My suggestion is a little simpler than that. Since exactly one type has to be repeated, the answer is just the number of ways to choose that one, times the number of ways to arrange ABCDD. (We have no idea yet what the OP knows, so either of these, or something else entirely, may be what is expected.)

Simplicity has never been my game. If we had twenty-five guests and fifteen different types of beverages. We want to know how many ways can we give each guest exactly one type of drink and each type of beverage is given at least once.

 

[Practicalpart]

Well I thought of a serving as setting all the prepared glasses on the table and for it to not matter which friend we serve first. So I considered it like: 4*3*2*1*4 since the last glass can be whatever(or whichever glass doesnt really matter) and we have to use all the drinks, but this was wrong, so I considered also multiplying that with 5!(factorial) to consider the different serving orders to people, though I dont know if that is the correct way to do it and I don't know the correct answer since this was on an exam and all I know is that first attempt was wrong.
Thank you for your replies.

 

[Dr.Peterson]

As I interpret it, it doesn't matter whom we serve first, but it does matter who gets what.

Your approach appears to be choosing a juice for the first person, then a different juice for the second, and so on; but that assumes that the first four people have to get different juices, which is not required; you undercount. If you then multiply by 5! to rearrange them, you will be overcounting, as a rearrangement of one way may be obtainable starting with a different way already counted.

My suggestion was to first choose which one juice will be given to more than one person, and then to use the well-known way to count arrangements of letters with repetition, like ABCDD. Are you familiar with the latter problem?

Another approach would be to start with the juices rather than with the people as you did. Choose a person to get juice A, then a different person to get juice B, and so on until each juice has been served to someone; then choose which juice the leftover person gets. But then you will have double-counted, because that last person served might instead have been given that juice on the first pass. So you'd divide by 2. This kind of thinking is part of the derivation of the formula for words made from ABCDD.

Give it another try, and then I'll either approve, or correct, or show you on of my methods done fully.

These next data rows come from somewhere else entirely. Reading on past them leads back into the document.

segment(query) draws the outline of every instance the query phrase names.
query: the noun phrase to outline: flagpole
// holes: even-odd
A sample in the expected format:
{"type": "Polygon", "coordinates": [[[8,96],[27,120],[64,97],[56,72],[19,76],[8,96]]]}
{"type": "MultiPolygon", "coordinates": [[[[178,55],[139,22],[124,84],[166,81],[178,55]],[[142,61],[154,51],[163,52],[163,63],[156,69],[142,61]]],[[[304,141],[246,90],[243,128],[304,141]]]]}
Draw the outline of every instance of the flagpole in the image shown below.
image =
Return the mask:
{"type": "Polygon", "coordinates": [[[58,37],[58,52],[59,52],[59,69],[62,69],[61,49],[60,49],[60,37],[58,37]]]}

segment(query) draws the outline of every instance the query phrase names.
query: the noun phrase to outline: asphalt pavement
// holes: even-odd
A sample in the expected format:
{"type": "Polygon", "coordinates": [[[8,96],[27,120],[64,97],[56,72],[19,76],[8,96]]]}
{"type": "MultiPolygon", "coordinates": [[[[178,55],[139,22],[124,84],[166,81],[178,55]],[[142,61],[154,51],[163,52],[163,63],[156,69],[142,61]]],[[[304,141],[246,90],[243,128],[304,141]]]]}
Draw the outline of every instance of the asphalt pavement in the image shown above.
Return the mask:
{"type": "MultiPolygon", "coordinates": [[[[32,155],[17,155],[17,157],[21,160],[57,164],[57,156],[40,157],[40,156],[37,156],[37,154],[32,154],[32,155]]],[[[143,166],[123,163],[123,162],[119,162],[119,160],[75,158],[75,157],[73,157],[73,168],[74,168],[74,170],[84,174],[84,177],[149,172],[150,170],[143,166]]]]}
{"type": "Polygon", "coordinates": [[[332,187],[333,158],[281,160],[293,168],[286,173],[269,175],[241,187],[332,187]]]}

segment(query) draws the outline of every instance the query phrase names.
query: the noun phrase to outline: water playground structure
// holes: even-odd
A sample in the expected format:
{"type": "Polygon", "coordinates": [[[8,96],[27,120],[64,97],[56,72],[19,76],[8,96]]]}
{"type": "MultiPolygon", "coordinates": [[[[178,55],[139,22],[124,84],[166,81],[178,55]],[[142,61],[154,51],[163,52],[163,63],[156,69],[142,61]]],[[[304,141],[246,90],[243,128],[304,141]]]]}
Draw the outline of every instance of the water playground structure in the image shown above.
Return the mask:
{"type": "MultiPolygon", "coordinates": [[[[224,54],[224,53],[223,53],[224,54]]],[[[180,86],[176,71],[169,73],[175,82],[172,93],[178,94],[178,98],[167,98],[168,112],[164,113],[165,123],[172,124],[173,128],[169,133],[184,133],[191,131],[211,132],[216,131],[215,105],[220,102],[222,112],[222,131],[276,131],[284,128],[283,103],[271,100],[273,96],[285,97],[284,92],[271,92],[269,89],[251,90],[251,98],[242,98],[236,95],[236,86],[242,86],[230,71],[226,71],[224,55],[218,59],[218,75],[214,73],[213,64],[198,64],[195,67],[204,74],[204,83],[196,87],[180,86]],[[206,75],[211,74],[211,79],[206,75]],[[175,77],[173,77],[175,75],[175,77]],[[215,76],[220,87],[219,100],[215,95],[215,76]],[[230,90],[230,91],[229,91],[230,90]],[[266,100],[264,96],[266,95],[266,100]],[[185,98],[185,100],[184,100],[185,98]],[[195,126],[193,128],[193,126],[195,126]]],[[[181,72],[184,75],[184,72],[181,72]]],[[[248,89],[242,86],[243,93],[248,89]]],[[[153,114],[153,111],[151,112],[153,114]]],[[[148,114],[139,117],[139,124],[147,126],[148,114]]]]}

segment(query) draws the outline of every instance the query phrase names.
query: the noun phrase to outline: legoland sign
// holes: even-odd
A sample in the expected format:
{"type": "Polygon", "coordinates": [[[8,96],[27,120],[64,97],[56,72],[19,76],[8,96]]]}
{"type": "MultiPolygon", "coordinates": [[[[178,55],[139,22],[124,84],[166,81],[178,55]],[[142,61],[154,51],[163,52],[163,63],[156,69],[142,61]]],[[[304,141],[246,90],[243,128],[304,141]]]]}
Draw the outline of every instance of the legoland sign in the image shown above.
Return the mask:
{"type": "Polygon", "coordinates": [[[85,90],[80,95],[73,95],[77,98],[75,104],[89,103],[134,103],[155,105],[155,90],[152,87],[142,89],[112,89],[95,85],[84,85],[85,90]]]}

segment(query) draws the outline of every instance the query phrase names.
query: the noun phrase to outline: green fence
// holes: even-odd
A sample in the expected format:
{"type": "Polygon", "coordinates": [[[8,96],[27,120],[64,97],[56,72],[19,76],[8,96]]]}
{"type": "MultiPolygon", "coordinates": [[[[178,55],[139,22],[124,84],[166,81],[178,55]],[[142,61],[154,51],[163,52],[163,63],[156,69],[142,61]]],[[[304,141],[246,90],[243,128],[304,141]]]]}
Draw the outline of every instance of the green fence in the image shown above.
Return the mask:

Now, I'm guessing that pka's method is more advanced than what you have learned; can you tell us a little about where you are in learning combinatorics? We ask you to do that here, and it really helps these interactions to work better.

 

[Practicalpart]

I've now considered that the correct way to calculate the drink thing would be to use the inclusion and exclusion principle. So 4^5 -(4*3^5 - 6*2^5 + 4)

 

[Practicalpart]

I posted that previous post before seeing yours(page hasnt refreshed or something). I missed that part and I'm in 1st year of a math university but I'm really out of practice when it comes to combinatorics and it was never my strong side. We've done things like that. But it appears that what he posted gives the same result as the thing i posted last. Thank you all for your time.
Edit 1: the formula SURJ(m,n) that he wrote was processing in my head while i was listening to music and it occurred to me that its basically the inclusion/exclusion thing

 

[Dr.Peterson]

Great! So you do have a variety of tools at your disposal, if somewhat rusty.

Just to finish my approach, there are 4 ways to choose which juice is repeated, and then 5!/2! = 60 ways to arrange 5 items with 2 the same, for a total of 4*60 = 240. Which is, indeed, the same as you get by inclusion-exclusion. Good work.

One of the best things about combinatorics is that you can often do the same thing several very different ways, which helps confirm an answer.